Réponse à la précédente
Ma chère Henriette,
Tu mériterais que je ne réponde pas à ta lettre, car me cacher le nom de ton protégé, c'est me soupçonner d'être incapable de garder un secret. Mais je serai magnanime et te pardonne d'autant plus volontiers que je crois deviner sans peine de qui tu veux parler. Ce serait, à coup sûr, une grande chance pour ma petite amie, mais elle le mérite.
Voici en effet comment la situation se présente.
Du côté des parents, le père, comme chacun sait, puisqu'il s'en vante, à mon sens un peu trop, est un fils de ses oeuvres, et il a édifié la plus grosse partie de sa forutne pendant les années de prospérité qui ont suivi la guerre. C'est un assez brave homme, qui a dépensé beaucoup d'ingéniosité – les méchantes langues emploient un autre mot – pour lancer sa maison et surtout tenir tête aux orages qui se sont abattus sur elle. Mais tous les capitaux dont il dispose y sont encore investis. Et dans l'état actuel de ses affaires, il ne peut guère assurer au jeune ménage qu'une rente fixe d'une trentaine de mille francs.
J'aime mieux ne rien dire de Mme V., qui m'est personnellement peu sympathique.
La jeune fille est délicieuse et j'étais bien sûre qu'elle te plairait.
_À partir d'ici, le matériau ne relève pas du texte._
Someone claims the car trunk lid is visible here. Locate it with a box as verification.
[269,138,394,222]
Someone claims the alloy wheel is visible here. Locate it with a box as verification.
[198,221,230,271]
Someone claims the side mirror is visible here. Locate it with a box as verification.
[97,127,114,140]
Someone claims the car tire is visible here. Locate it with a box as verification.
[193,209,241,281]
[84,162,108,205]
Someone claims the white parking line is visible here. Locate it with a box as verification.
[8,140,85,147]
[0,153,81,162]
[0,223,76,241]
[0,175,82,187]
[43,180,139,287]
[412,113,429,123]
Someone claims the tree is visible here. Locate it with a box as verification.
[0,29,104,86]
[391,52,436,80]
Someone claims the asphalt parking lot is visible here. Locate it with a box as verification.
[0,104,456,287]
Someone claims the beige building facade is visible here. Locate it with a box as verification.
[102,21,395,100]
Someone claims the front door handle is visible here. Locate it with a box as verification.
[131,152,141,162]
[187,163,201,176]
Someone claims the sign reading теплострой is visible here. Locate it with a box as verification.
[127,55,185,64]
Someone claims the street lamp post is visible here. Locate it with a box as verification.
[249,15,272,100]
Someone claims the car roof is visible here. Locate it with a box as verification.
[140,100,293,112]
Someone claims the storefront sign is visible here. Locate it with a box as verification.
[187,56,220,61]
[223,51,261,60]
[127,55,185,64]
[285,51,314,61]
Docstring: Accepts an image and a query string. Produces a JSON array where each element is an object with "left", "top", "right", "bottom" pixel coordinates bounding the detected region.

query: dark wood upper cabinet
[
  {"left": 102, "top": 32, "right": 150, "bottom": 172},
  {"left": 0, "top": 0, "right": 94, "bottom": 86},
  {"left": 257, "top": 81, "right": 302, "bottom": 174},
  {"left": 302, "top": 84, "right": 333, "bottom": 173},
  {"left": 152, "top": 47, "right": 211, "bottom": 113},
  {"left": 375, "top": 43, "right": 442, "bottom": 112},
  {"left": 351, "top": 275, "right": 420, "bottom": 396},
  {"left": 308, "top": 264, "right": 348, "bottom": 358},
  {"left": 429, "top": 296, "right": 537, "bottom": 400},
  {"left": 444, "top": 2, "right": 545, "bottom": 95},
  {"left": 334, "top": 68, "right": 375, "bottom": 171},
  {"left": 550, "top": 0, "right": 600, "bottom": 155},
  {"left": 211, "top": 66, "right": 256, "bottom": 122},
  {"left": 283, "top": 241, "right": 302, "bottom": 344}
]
J'ai pour elle une très vive affection et elle m'aime un peu, je le crois, comme une seconde mèr. Elle est intelligente, gaie, franche, très crâne, avec un brin de sans-gêne que les jalouses appellent de l'impertinence. Au fond, je suis certaine qu'elle vaut mieux que bien des mijaurées qui la critiquent. Mais si le “parti magnifique” a les parents que je suppose, tu auras du mal à leur faire goûter le genre de ma petite amie. Enfin tu peux compter sur moi pour la chapitrer à ce sujet.
Bien mariée, elle peut devenir la meilleure des épouses. Ton protégé n'ignore pas qu'elle excelle dans la plupart des sports modernes, qu'elle parle l'anglais couramment, s'habille avec un goût parfait, est très au courant de la vie intellectuelle et artistique, et qu'elle est à l'aise dans les salons les plus impressionnants. Ce qu'il ignore sans doute, c'est que c'est déjà une maîtresse de maison expérimentée, qui supplée depuis longtemps aux carences maternelles et soigne admirablement son père, qu'elle adore.
Tu vois les difficultés : pas de dot; pas d'espérances, ni du côté paternel, où il y a même des oncles dans la misère et des cousins peu avouables, ni du côté de la mère, issue de la plus petite bourgeoisie; une grosse maison de commerce assurément, mais qui peut avoir encore bien des moments difficiles; une mère qui ne plaira guère et fera peut-être de grosses gaffes; une jeune fille que j'estime “toute en or”, mais dont les allures risquent d'effaroucher une famille aristocratique.
Je t'écris avec la plus grande sincérité et sans la moindre réticence. Si les obstacles ne te paraissent pas impossibles à surmonter, hâte-toi de me le dire en me donnant le nom que je crois avoir deviné.
Fais mes amitiés les plus vives à toute la maisonnée.
Je t'embrasse tendrement.
Anne-Marie de Grandpré
P.S. Il faudra détruire cette lettre dès que tu l'auras lue.